Databricks SQL and the Photon Engine
Quick Answer: Databricks SQL is a SQL-native analytics interface for running queries and building dashboards on Lakehouse data. SQL warehouses provide the compute (Classic, Pro, or Serverless). The Photon engine accelerates queries using a vectorized C++ runtime.
Databricks SQL Overview
Databricks SQL is the analytics layer of the Data Intelligence Platform:
| Feature | Description |
|---|---|
| SQL Editor | Write and run SQL queries with autocomplete and syntax highlighting |
| Dashboards | Visualize query results with charts, tables, and counters |
| Alerts | Trigger notifications when query results meet conditions |
| Query History | View past queries, execution time, and resource usage |
| Query Profile | Detailed execution plan for performance debugging |
SQL Warehouse Types
| Type | Compute Location | Startup Time | Key Feature |
|---|---|---|---|
| Classic | Your cloud account | Minutes | Basic SQL queries |
| Pro | Your cloud account | Minutes | Lakehouse Federation, query caching |
| Serverless | Databricks-managed | Seconds | Instant startup, auto-scaling |
Serverless SQL Warehouses
- No cluster provisioning delay — queries start in seconds
- Auto-scales based on query concurrency
- Cost-efficient — scales to zero when not in use
- Databricks manages the underlying infrastructure
- Recommended for most SQL analytics workloads
Photon Engine
Photon is a high-performance C++ vectorized query engine that replaces parts of the Spark JVM execution:
How Photon Improves Performance
- Vectorized execution: Processes batches of rows instead of one row at a time
- Native C++ code: Eliminates JVM overhead (garbage collection, serialization)
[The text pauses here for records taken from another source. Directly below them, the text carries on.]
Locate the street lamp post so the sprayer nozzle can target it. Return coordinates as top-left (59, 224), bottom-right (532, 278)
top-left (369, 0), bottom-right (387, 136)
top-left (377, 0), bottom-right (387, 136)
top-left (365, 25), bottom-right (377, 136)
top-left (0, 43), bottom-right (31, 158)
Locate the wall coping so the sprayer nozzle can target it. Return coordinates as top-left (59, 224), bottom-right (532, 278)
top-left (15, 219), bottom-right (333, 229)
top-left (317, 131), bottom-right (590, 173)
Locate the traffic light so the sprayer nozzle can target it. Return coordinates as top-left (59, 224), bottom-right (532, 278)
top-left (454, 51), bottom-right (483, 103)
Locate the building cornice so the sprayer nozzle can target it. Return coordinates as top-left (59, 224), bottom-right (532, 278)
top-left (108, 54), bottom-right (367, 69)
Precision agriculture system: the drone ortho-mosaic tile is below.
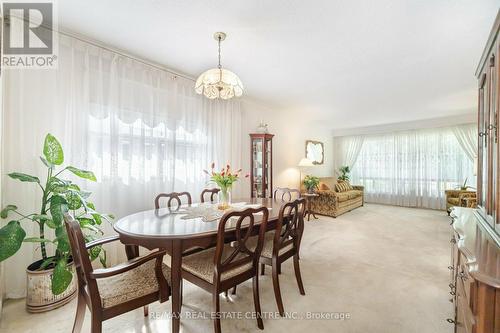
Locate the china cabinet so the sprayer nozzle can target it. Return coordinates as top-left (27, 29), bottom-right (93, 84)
top-left (476, 12), bottom-right (500, 234)
top-left (447, 11), bottom-right (500, 333)
top-left (250, 133), bottom-right (274, 198)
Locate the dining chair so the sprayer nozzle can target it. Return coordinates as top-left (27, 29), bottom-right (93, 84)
top-left (200, 188), bottom-right (220, 202)
top-left (182, 207), bottom-right (269, 333)
top-left (155, 192), bottom-right (193, 209)
top-left (260, 198), bottom-right (306, 316)
top-left (64, 214), bottom-right (170, 333)
top-left (273, 187), bottom-right (300, 201)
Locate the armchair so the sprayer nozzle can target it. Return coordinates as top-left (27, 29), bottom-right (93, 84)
top-left (64, 214), bottom-right (170, 333)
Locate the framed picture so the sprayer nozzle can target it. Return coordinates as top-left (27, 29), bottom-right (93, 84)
top-left (306, 140), bottom-right (325, 165)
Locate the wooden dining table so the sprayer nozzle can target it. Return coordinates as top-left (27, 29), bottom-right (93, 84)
top-left (114, 198), bottom-right (286, 333)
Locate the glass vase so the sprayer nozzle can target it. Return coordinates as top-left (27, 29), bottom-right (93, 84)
top-left (217, 188), bottom-right (231, 210)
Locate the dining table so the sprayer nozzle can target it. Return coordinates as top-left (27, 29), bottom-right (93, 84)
top-left (114, 198), bottom-right (286, 333)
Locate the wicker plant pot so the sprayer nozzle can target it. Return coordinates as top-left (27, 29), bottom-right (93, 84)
top-left (26, 260), bottom-right (77, 313)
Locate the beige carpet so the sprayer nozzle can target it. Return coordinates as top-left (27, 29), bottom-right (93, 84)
top-left (0, 205), bottom-right (452, 333)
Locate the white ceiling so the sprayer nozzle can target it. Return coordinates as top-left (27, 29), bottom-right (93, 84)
top-left (58, 0), bottom-right (499, 128)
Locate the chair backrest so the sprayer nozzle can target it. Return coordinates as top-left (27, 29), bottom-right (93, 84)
top-left (213, 207), bottom-right (269, 283)
top-left (273, 198), bottom-right (306, 256)
top-left (200, 188), bottom-right (220, 202)
top-left (155, 192), bottom-right (193, 209)
top-left (64, 213), bottom-right (100, 296)
top-left (273, 187), bottom-right (300, 201)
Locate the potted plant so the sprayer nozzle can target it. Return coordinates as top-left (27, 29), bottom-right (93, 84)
top-left (0, 134), bottom-right (113, 312)
top-left (338, 165), bottom-right (351, 182)
top-left (203, 163), bottom-right (248, 210)
top-left (302, 175), bottom-right (319, 193)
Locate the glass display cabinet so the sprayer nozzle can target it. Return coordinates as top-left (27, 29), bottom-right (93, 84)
top-left (250, 133), bottom-right (274, 198)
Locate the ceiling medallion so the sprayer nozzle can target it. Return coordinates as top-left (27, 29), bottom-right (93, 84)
top-left (194, 32), bottom-right (243, 99)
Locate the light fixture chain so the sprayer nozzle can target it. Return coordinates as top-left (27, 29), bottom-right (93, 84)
top-left (218, 36), bottom-right (222, 69)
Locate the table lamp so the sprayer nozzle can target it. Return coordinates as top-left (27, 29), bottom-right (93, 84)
top-left (298, 157), bottom-right (314, 189)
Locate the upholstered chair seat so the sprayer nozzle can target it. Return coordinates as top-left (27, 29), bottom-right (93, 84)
top-left (182, 242), bottom-right (257, 283)
top-left (97, 260), bottom-right (170, 308)
top-left (250, 232), bottom-right (293, 258)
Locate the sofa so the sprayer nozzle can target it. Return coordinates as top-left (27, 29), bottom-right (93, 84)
top-left (444, 190), bottom-right (476, 214)
top-left (304, 177), bottom-right (364, 217)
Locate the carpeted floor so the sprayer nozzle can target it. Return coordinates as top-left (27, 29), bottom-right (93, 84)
top-left (0, 205), bottom-right (452, 333)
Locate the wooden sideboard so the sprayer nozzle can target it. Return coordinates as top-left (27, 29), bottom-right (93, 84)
top-left (448, 207), bottom-right (500, 333)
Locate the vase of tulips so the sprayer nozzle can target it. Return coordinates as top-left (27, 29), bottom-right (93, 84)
top-left (203, 163), bottom-right (248, 210)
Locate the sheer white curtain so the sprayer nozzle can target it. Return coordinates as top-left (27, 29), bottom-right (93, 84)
top-left (352, 128), bottom-right (473, 209)
top-left (334, 136), bottom-right (364, 171)
top-left (452, 124), bottom-right (477, 161)
top-left (2, 36), bottom-right (241, 297)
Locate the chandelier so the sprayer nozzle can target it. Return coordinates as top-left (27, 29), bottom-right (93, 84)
top-left (194, 32), bottom-right (243, 99)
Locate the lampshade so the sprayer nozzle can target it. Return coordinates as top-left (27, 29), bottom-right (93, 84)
top-left (194, 68), bottom-right (243, 99)
top-left (194, 32), bottom-right (243, 99)
top-left (299, 158), bottom-right (314, 167)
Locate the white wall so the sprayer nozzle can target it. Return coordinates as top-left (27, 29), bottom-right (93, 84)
top-left (0, 66), bottom-right (5, 318)
top-left (241, 99), bottom-right (334, 196)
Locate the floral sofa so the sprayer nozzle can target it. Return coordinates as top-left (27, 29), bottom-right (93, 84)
top-left (444, 190), bottom-right (476, 214)
top-left (304, 177), bottom-right (364, 217)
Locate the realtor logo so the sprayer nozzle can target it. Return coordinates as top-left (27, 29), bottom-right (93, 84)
top-left (1, 1), bottom-right (57, 68)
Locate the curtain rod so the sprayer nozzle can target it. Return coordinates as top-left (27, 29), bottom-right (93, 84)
top-left (59, 29), bottom-right (196, 82)
top-left (7, 14), bottom-right (196, 82)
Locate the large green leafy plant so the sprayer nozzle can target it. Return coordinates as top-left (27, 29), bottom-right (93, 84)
top-left (0, 134), bottom-right (113, 295)
top-left (338, 165), bottom-right (351, 182)
top-left (302, 175), bottom-right (319, 192)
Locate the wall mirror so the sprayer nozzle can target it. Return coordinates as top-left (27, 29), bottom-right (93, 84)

- Columnar processing: Optimized for Parquet and Delta Lake column formats
- Adaptive query execution: Dynamically optimizes query plans during execution
When to Enable Photon
- SQL-heavy workloads (aggregations, joins, filters)
- ETL transformations on Delta tables
- Dashboard queries requiring low latency
- Available on SQL warehouses (always on) and compute clusters (configurable)
Query Profile
The query profile shows:
- Execution plan: DAG of operations (scan, filter, join, aggregate)
- Data statistics: Rows read, rows output, bytes scanned
- Time breakdown: How long each operation took
- Spill metrics: Whether data spilled to disk (indicates memory pressure)
- Skew indicators: Whether data is unevenly distributed across tasks
On the Exam: Know the three SQL warehouse types, when to use Serverless (most scenarios), and that Photon improves SQL and DataFrame performance through vectorized C++ execution.
Which SQL warehouse type provides the fastest startup time and requires no cluster provisioning?
What technology does the Photon engine use to accelerate query performance?
A data engineer notices that a SQL query is running slowly. Which Databricks SQL feature provides a detailed breakdown of execution time, data statistics, and bottlenecks?